Couple of months back my elder brother (almost 48 yrs+ aged), asked me a question, which baffled me to write up this blog after researching into real world implementation of a Big Data solution for teaching platform.
His question was simple, It’s taking hell of a time to send his ~ 2GB size file of the videos he is making to teach his students. How can he manage his contents like document pdf files, video recording and wants an interactive platform which should record what he writes on the board, to be automatically prepared as a material for students to refer – post his classes anytime or later for study as a reference.
Hence, I have come up with below Big Data solution to build it into a viable product for any tutoring groups to make use of. Please feel free to augment or advice on the design and implementation details – a Reference Architecture for real world implementation from scratch comparing deployment on Google anthos (hybrid solution combined with on-Prem solution providers) and GCP (Public cloud). I also compare the hybrid and public cloud solutions for this teaching domain.
High Level Design:
1) Know your customer – Business goal ?
2) Small, medium or large customer? – Define Technologies for scalability
3) Define Business model – how are you going to make money?
– Single user money – discounts
– Subscription based – value for 1 yr contract with lower monthly pay – rewards to consumers (certificates)
4) Advertising & Sponsorship – provide data of consumer/client so that customer sponsors
– Marketing channels – emails, FB, youtube, and google Ads etc.
– Customer management and automation – First impression
– Transactional emails help build trust and help improve client’s side revenue
5) Value based subscription model (Attractive content costs money)
6) Content Assessment and quality
7) Identify the platform – Create a marketplace for customer
8) Personalization for customer
9) Start development – Minimum viable product (MVP) – core features only [POC]
– Validate your idea asap without much of spending on designs, features etc [Product Design workshops – Design thinking]
– Get Feedback – future development
– User acceptance – Plan future budget
– Estimate for development
10) Choosing the best Techstack
– Purpose : Build what prototype or enterprise level software (resilient one)
– Use case : Develop app which rely on ML or data science
– Architecture: Monolith (one app – many sub functionalities) / Micro-services (Services for different functionalities)
– Popularity : Identify Tech & SME’s (specialists) in that field who can help
Establish requirements, build solution and measure – repeat
– Backend : Python, Django, Go , PHP https://www.merixstudio.com/blog/backend-development/
– Frontend : https://www.merixstudio.com/work/u-project/
– Mobile :
cross-platform mobile development solution, using frameworks like React Native or Flutter.
11) Higher Best people – Product designers & Project managers
– Outsource if necessary
12) Core features (basic ones) of the product
a) Search tool : Category & filtering
b) Recommendation : Machine learning
c) Dashboard : Analytics
d) Course Page and Reviews
e) Reviews & Ratings
f) Payment systems : local and global payment methods
g) Customized Notifications
h) Admin Panel: For managing content and user accounts , generate statistics
Low Level Design :
1) Understand customer – customer growth over years – scalability – design architecture – proper technologies & tools
2) Budget : CAPEX, OPEX
3) Resources – skilled workers
4) Timeline – deadlines
5) Security of the data
6) Data ingestion : Lecture Videos from Mobile Laptops (Teachers) + Documents (word, pdfs) etc
7) Data processing: Classification of videos, documents, pdfs etc into topics
8) Data Consumption: End users (students) , subscription to topics contents.

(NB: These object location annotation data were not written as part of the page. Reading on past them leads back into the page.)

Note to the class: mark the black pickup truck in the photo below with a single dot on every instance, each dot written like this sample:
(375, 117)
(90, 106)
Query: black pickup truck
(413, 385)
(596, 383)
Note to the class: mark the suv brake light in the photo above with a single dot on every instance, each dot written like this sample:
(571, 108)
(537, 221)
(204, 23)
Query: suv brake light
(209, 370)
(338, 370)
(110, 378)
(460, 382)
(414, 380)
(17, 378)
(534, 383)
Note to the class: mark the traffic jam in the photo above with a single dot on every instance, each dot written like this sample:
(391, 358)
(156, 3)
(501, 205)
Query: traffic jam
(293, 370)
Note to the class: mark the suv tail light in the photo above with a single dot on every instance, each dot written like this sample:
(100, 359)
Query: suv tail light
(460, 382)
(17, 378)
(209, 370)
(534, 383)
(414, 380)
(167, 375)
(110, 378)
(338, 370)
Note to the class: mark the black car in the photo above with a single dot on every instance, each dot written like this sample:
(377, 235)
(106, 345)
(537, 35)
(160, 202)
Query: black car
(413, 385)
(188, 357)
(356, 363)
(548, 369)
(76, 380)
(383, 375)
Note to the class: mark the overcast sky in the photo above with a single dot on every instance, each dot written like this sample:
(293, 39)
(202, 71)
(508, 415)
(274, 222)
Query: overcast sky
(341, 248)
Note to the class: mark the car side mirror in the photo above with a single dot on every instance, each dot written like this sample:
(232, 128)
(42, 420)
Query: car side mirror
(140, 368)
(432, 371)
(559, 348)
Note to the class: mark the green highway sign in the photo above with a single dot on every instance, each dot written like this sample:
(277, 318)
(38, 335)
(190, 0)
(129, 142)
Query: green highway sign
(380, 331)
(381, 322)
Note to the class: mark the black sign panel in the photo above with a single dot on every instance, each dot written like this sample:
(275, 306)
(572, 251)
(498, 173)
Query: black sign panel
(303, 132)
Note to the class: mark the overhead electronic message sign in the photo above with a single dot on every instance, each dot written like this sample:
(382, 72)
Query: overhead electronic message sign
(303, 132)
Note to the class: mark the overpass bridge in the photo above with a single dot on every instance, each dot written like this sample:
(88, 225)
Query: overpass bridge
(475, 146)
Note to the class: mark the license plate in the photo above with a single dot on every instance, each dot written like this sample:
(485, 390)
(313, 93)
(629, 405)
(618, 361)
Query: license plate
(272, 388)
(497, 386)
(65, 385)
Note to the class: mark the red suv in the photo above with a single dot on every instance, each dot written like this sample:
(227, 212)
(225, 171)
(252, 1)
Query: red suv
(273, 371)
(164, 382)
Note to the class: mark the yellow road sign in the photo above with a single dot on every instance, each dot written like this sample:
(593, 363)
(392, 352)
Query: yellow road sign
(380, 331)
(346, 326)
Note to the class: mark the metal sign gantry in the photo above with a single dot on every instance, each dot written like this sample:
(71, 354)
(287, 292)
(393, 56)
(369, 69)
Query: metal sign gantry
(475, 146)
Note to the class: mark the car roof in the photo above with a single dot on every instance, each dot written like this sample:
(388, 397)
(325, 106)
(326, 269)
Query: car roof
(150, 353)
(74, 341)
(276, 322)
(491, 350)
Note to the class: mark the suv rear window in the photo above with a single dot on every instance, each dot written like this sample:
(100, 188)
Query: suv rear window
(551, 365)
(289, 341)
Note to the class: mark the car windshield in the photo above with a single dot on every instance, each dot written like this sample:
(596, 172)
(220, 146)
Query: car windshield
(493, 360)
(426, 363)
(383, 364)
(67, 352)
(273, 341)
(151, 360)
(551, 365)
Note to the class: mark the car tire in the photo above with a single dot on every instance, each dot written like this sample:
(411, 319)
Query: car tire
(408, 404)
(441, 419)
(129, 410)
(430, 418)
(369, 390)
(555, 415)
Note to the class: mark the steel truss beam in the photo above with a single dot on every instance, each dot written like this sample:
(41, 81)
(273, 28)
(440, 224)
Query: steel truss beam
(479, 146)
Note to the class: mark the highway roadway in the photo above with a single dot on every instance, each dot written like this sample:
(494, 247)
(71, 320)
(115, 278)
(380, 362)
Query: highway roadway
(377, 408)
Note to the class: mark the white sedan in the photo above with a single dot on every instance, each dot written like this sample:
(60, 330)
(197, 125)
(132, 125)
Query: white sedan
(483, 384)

9) 2 Services defined for Recorded replay, shared links of documents
10) 2 Services defined for Users (students – consumers) and (Teachers – producers)
11) 3 Services defined for Announcements, community interaction and Q&As.
12) Storage – Data Lake
13) 2 Load balancers, 2 gateways, 1 DNS, 1 DHCP, 1 Active directory security, 8 VMs for different services + 2 VMs for security storage and backup recovery. Total : 17 VMs
14) Provision for data growth yearly and users growth (20%)

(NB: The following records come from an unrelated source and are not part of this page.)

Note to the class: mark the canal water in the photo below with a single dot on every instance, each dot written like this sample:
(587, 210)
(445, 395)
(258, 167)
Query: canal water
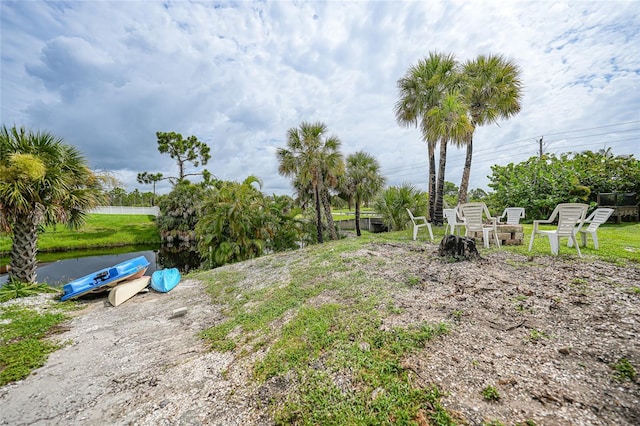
(59, 272)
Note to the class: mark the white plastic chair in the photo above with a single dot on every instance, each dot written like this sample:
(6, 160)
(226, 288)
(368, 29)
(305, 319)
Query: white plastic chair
(595, 219)
(569, 215)
(472, 214)
(419, 222)
(453, 226)
(513, 214)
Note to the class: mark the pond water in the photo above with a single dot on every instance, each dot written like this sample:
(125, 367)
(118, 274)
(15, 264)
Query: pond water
(59, 272)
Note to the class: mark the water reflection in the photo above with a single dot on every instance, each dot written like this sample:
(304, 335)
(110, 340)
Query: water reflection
(59, 272)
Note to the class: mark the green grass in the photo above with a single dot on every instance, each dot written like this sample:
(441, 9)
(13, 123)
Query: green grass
(624, 370)
(490, 393)
(617, 243)
(16, 289)
(23, 343)
(100, 230)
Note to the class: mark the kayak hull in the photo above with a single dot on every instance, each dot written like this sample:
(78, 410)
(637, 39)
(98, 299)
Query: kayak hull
(165, 280)
(105, 278)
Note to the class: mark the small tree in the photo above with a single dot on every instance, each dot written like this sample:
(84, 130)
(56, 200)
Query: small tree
(362, 180)
(179, 212)
(238, 223)
(394, 201)
(310, 158)
(184, 151)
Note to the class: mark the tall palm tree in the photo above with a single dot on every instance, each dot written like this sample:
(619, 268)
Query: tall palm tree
(493, 91)
(44, 182)
(310, 153)
(422, 88)
(362, 180)
(447, 122)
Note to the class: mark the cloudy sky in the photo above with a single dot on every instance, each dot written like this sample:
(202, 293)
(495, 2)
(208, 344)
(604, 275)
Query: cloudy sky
(107, 75)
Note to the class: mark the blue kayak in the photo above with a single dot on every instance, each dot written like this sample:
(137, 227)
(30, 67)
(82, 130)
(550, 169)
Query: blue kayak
(105, 278)
(165, 280)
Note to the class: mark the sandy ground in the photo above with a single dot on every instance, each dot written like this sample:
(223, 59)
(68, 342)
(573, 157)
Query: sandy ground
(131, 364)
(544, 331)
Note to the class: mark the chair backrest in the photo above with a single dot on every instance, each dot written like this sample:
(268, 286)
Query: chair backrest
(451, 215)
(569, 214)
(597, 218)
(472, 214)
(413, 219)
(513, 214)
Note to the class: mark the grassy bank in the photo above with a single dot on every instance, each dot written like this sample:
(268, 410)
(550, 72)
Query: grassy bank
(101, 230)
(320, 324)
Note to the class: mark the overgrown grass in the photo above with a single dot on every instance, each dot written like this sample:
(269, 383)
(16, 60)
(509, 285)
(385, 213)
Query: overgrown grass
(318, 343)
(16, 289)
(23, 343)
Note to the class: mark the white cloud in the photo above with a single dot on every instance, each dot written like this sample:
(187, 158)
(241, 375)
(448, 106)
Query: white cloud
(106, 75)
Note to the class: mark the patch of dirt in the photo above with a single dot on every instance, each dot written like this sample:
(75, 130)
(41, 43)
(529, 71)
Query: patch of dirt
(543, 331)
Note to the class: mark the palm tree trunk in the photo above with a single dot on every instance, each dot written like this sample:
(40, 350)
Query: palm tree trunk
(24, 249)
(432, 181)
(438, 218)
(327, 212)
(358, 233)
(316, 196)
(464, 184)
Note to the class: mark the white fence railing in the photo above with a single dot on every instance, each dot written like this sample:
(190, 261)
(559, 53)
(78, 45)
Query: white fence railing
(154, 211)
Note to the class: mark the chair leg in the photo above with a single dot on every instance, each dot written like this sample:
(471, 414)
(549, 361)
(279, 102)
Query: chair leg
(553, 241)
(485, 237)
(577, 245)
(533, 234)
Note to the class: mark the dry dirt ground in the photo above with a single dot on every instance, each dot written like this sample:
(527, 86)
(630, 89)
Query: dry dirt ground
(543, 331)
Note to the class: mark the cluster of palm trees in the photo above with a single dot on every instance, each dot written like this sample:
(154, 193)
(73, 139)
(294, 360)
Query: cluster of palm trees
(316, 165)
(43, 182)
(447, 100)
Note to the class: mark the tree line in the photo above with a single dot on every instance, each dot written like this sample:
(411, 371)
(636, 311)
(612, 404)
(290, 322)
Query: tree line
(44, 182)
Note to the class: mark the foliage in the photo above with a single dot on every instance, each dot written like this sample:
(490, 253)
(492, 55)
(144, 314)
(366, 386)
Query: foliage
(492, 90)
(542, 183)
(179, 212)
(22, 344)
(238, 223)
(447, 100)
(119, 197)
(624, 370)
(362, 181)
(44, 182)
(189, 150)
(423, 88)
(490, 393)
(394, 201)
(314, 162)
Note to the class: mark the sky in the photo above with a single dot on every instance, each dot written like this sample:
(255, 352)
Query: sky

15) Big Data tools: Kafka, Spark, Hive and Redis, Cassandra.
Compression ratio, Intermediate data, 70% data consumption, data and users growth quarterly and yearly.
Micro services defined for each independent service module :
16) Payment system : Gateway server and secure networking for payments
17) Reviews management system : Content server and associated Frontend-Backend service
18) Recommendation system : Service defined for recommendation – popular and personalized using Machine learning.

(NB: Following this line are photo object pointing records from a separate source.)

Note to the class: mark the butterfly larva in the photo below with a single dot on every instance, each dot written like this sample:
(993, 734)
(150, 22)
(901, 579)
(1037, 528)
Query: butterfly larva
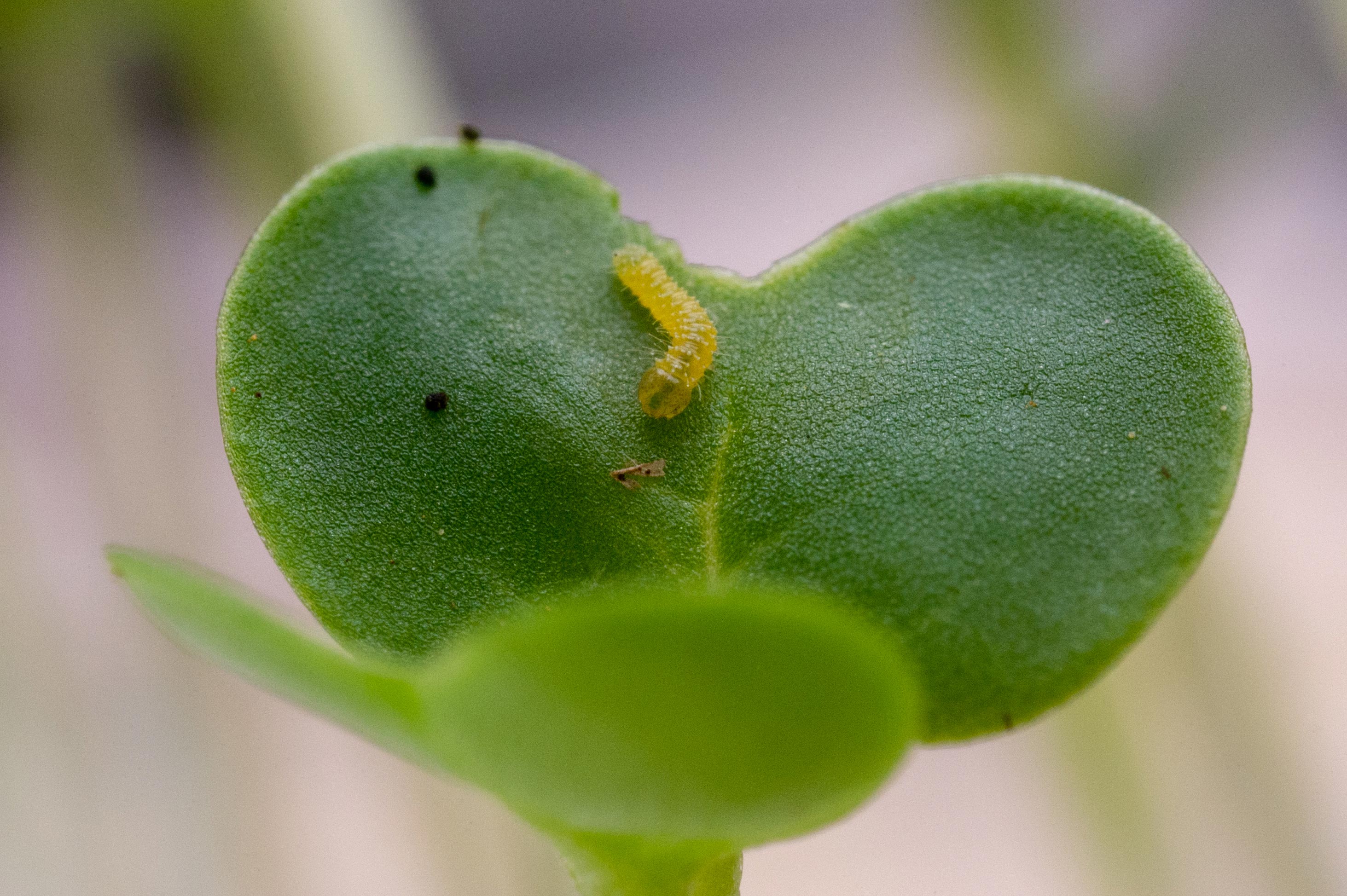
(667, 387)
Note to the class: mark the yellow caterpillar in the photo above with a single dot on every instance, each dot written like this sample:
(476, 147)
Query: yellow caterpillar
(667, 387)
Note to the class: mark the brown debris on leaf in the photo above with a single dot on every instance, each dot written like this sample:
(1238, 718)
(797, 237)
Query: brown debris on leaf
(627, 475)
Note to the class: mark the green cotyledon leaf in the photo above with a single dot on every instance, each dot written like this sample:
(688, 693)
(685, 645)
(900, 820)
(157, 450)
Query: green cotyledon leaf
(1001, 417)
(652, 732)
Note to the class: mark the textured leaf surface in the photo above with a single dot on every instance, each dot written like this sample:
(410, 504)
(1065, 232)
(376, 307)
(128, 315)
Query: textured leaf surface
(654, 734)
(1003, 418)
(732, 718)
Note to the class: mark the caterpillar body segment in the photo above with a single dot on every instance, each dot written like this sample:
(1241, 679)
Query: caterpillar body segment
(667, 387)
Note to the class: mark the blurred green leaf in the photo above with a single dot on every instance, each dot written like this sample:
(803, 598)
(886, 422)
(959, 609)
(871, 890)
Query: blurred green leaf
(216, 618)
(1003, 417)
(654, 735)
(744, 716)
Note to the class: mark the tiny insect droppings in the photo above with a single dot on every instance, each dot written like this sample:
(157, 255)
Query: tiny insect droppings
(624, 476)
(667, 387)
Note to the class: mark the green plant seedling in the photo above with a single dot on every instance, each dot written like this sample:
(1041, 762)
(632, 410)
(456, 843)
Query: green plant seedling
(945, 467)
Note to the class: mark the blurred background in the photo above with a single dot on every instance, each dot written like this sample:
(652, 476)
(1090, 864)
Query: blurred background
(140, 143)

Brother’s use case : Small customer –
Service module (say Serv_gd) to keep his videos in Google drive – syncing from his mobile device. All the content be it pdfs, prescribe during his lecture and video – audio files of classes will have individual services to make it highly available spread across regions and datacenters and Racks. For this small use case caching servers may not be necessary, but to make this services consistent syncing data across the granular architecture.
Architect the front and backend to support above use case. Services may have to be defined for replay of content or use CDN’s for high availability, consistency and scalability, which is critical for business.